Yeah these weapons seem to be really badly balanced. I wonder if they would work at all.

Piedmon_Sama
2008-10-06, 07:17 PM
IRL? I seriously doubt it, but I'm no swordsman. In fact, back in Middle School when my friends and I were in several 3.0 campaigns, the Mercurial Greatsword was our byword for "retarded." As in: "My character is a half-Drow, half-Vampire, half-Mind Flayer half-Demon Cleric of Himself... and he carries a Mercurial Greatsword." We had one player who always wanted to use one, and you better believe we taunted him mercilessly... :D

xPANCAKEx
2008-10-06, 07:45 PM
it COULD in theory be used... but it would take a lot of training, and even then, you'd have a hard time stopping the momentum

it would be tiring to use to say the least, and you'd leave massive gaps open to exploitation,

BRC
2008-10-06, 07:57 PM
it COULD in theory be used... but it would take a lot of training, and even then, you'd have a hard time stopping the momentum

it would be tiring to use to say the least, and you'd leave massive gaps open to exploitation,
I think the difficulty of use is represented by the exoticness of the weapon. It's so tough to use, that even if you know how to use a greatsword, you have to start all over again with the Mercurial one.

Kizara
2008-10-06, 07:58 PM
Its an exotic weapon that changes a 19-20/x2 to 20/x4. Personally, I think the flavor is amazing when combined with the githyanki's silvered blade.

herrhauptmann
2008-10-06, 08:09 PM
Probably because to the average fighter, they would just look like another longsword or greatsword. And when they tried to use it.. Whoops, lost my grip and now there's a greatsword in our wizard's chest :smalleek:

I was never questioning why they were exotics. It makes sense to me to need special training for a weapon that has its balance point change midswing. Plus, when you picked it up, I figure you'd notice the feeling of the blade wobbling because the mercury is sloshing around inside.

Lert, A.
2008-10-06, 09:05 PM
All of which is why my group added the concept to a pick.

mabriss lethe
2008-10-06, 10:52 PM
however, I could see them doing something similar with a warhammer/club/greatclub. I mean heck, you can buy "deadblow" hammers in a hardware store. same concept.

sleepy
2008-10-07, 12:09 AM
Lava and water bats (the baseball variety) work like this... and are tremendously effective. Pretty sure their use is banned in every reasonable league involving people older than 10.

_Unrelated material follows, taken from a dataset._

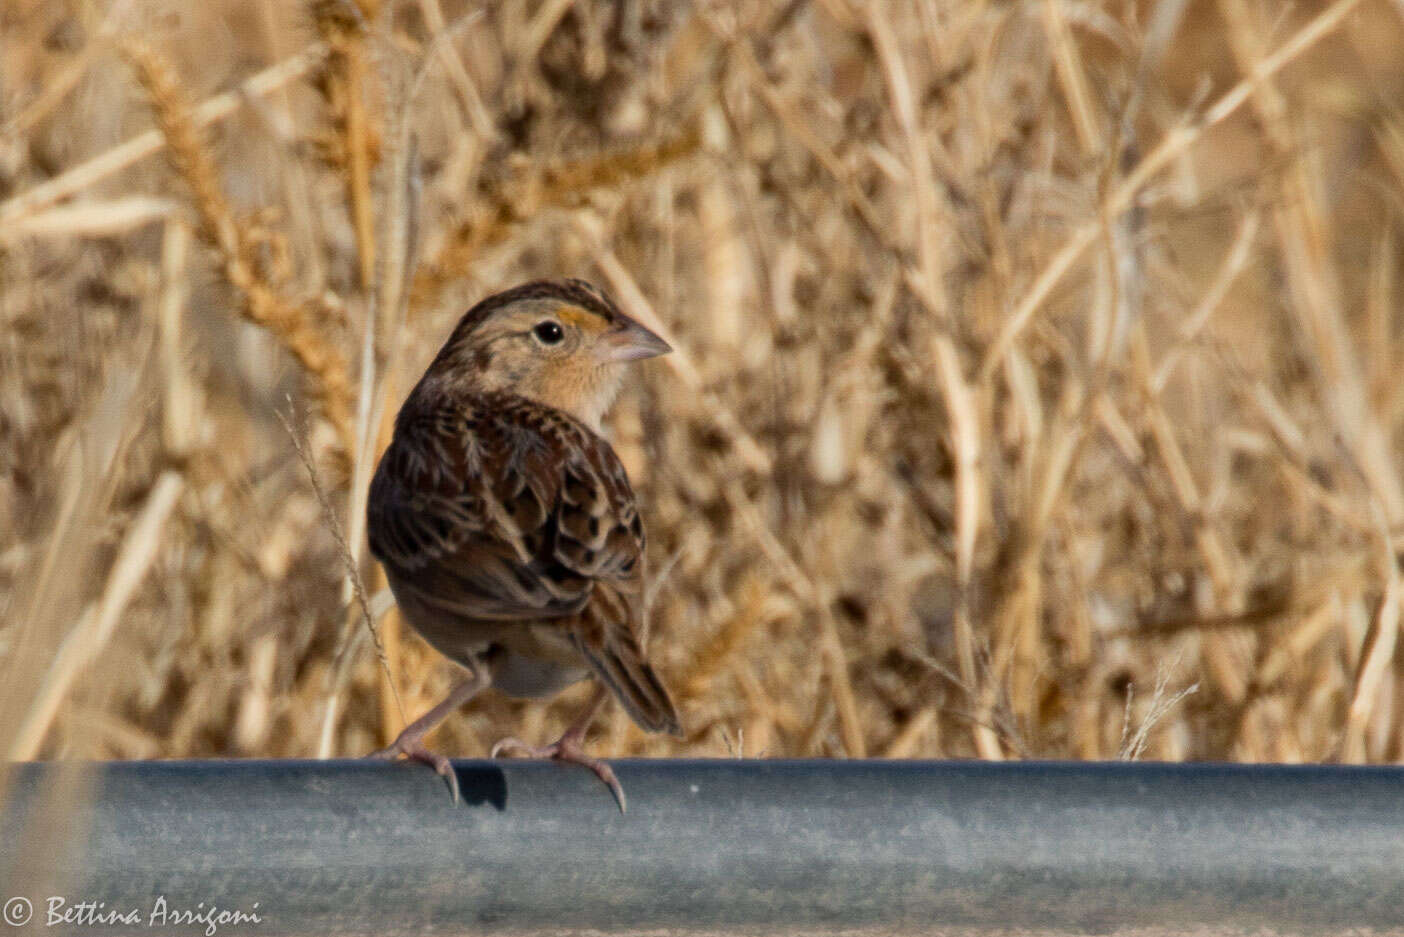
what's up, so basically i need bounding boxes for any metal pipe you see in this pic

However, they work like this on a totally committed from full windup baseball swing, and the balance of the thing by the time the weight hits the end is closer to a woodaxe. While it would let you coup de grace better, it'd ruin weapon balance and be clumsy as all hell for anything that isn't a balls-to-the-wall overcommited swing. Greatswords are already kinda in this position, but longswords certainly aren't.

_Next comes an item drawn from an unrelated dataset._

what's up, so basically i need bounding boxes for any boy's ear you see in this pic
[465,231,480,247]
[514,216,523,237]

Of course, applying physics to D&D rarely ends well and such a sword is hardly the most ludicrous mundane equipment idea to have been published.

Prometheus
2008-10-07, 02:10 AM
however, I could see them doing something similar with a warhammer/club/greatclub. I mean heck, you can buy "deadblow" hammers in a hardware store. same concept.
Exactly. Actually, I believe it was halberds (but I am really not an expert) that soldiers carried straight up into battle so that they could get the momentum boost from that first drop and most of the time that did the job.

Kaiyanwang
2008-10-07, 02:18 AM
One of my players did great things with Mercurial + Karmik strike.

In short: crits happens.

Further, consider that if you use weapon categories of the Unhearthed Arcana, this weapon is an exotic heavy blade like the great falchion, 2d6,18-20/x2.
Is not a bad thing apply the weapon supremacy tier with weapon fairly different one from another.

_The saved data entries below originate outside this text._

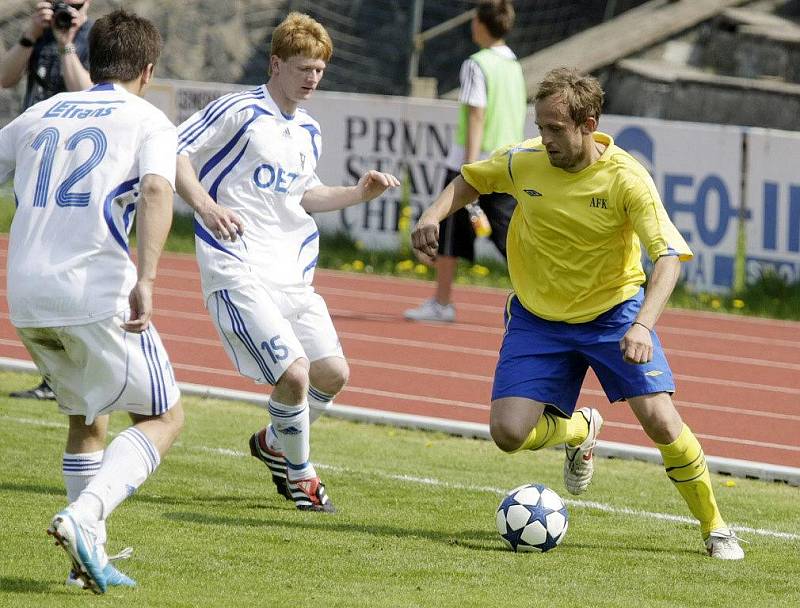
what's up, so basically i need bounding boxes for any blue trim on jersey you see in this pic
[219,289,277,385]
[177,89,265,153]
[302,255,318,279]
[297,230,319,259]
[103,178,139,253]
[299,123,320,161]
[198,105,273,181]
[13,191,19,209]
[193,218,243,261]
[90,83,115,91]
[122,201,136,233]
[208,139,249,201]
[505,146,541,184]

The elven bows are in RotW and are both bows and quarterstaff. I like them because you can choose any combinations of attacks in the full attack, and you threat the space around you.

Lord Denyuar
2008-10-07, 09:03 AM
Combine any mercurial weapon with the PRC Weapons Master from 3.0 (Sword and Fist) and you have one guy with an extremely high damage potential when criting.